Canal+ et les droits du foot: Canal+ remporte une bataille mais pas la guerre
Catherine Vincent : article d'actualité en temps limité (2h) avec une petite brochure faîte d'articles et de dépèches... Gros moment de panique lorsque du coin de l'oeil on voit qu'une horloge tourne aussi vite! Rien d'extraordinaire mais pas la grande catastrophe non plus (j'ai même réussi à finir dans les temps!). Un article de quotidien basique!
Depuis samedi 12 décembre Canal+semble avoir pris l’avantage sur son rival de toujours TPS. Avec une offre de 600 millions d’euros par an sur trois ans, le groupe Canal+ s’est adjugé l’exclusivité des droits de retransmission du championnat de la ligue. C’est la première fois depuis 1999 que Canal+ retrouve le monopole de diffusion des matchs de la ligue. Une bonne nouvelle à priori, l’amateur de foot désireux d’avoir accès à l’intégralité des matchs n’aura plus à s’abonner à Canal Satellite et à TPS, il pourra souscrire directement au premier. Canal+ devrait donc récupérer de nouveaux abonnées.
En vérité c’est pour le groupe Canal+, une victoire à la Pyrrhus.
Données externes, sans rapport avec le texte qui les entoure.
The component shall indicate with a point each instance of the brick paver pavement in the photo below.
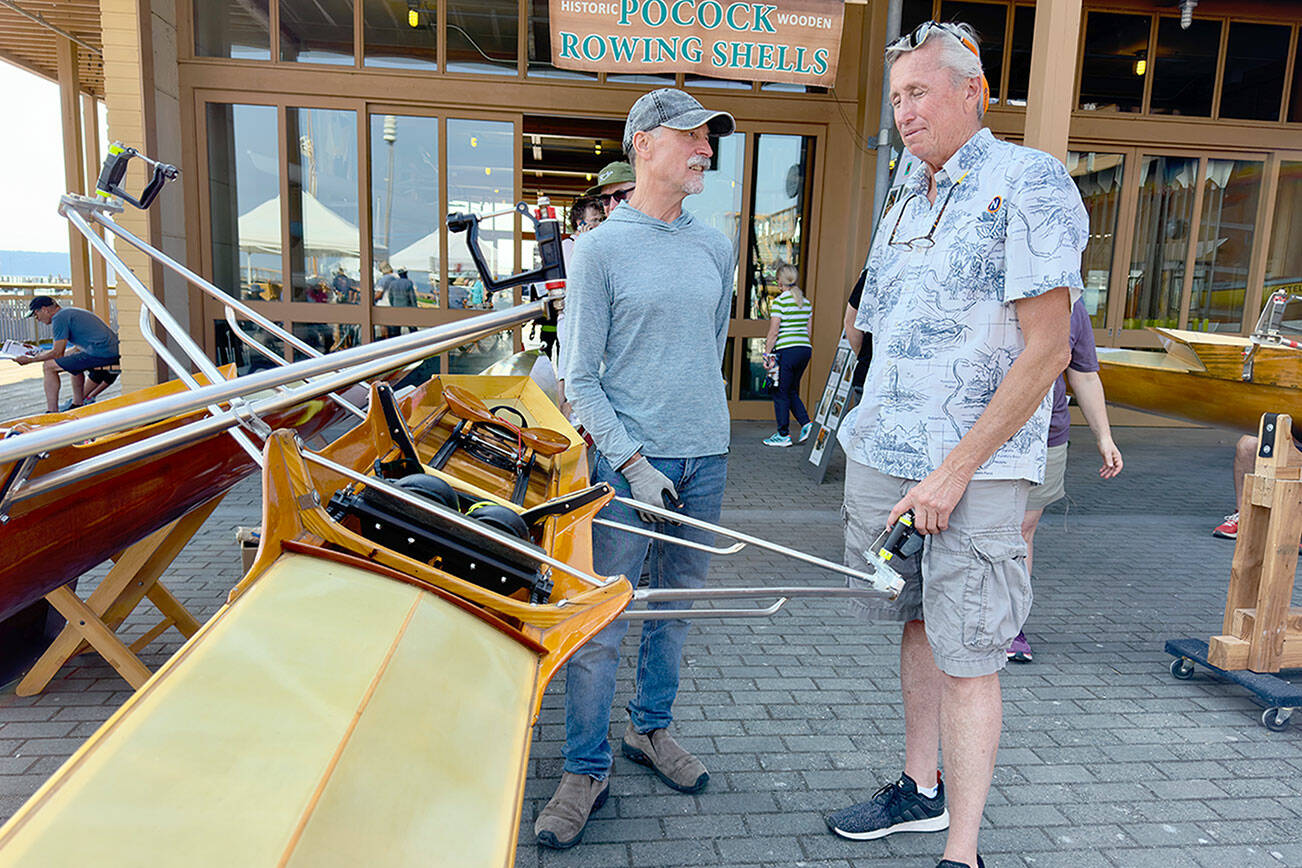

De l’avis de professionnels du football ou de l’audiovisuel comme Etienne Mougeotte, vic-président de TF1, l'exclusivité accordée à Canal+ l'a été à "un prix totalement déraisonnable". Un chiffre inflationniste par rapport aux droits de retransmissions actuels : 305 millions d’euros pour Canal+ et 70 millions pour TPS.
Cependant dans cet affrontement entre les deux bouquets satellitaires, Canal+ avait beaucoup plus à perdre que TPS et ne pouvait se permettre de rater le coche.
Le profil des abonnés a profondément évolué. Si autrefois la prospérité de Canal+ reposait sur les fans de football, les cinéphiles et les amateurs du film pornographique du samedi, la concurrence sur ses deux derniers marchés s’est faite beaucoup plus rude depuis l’entrée en scène de TPS. Conserver les droits de retransmission du championnat de la ligue était indispensable quand 23% des abonnés le sont exclusivement pour le football.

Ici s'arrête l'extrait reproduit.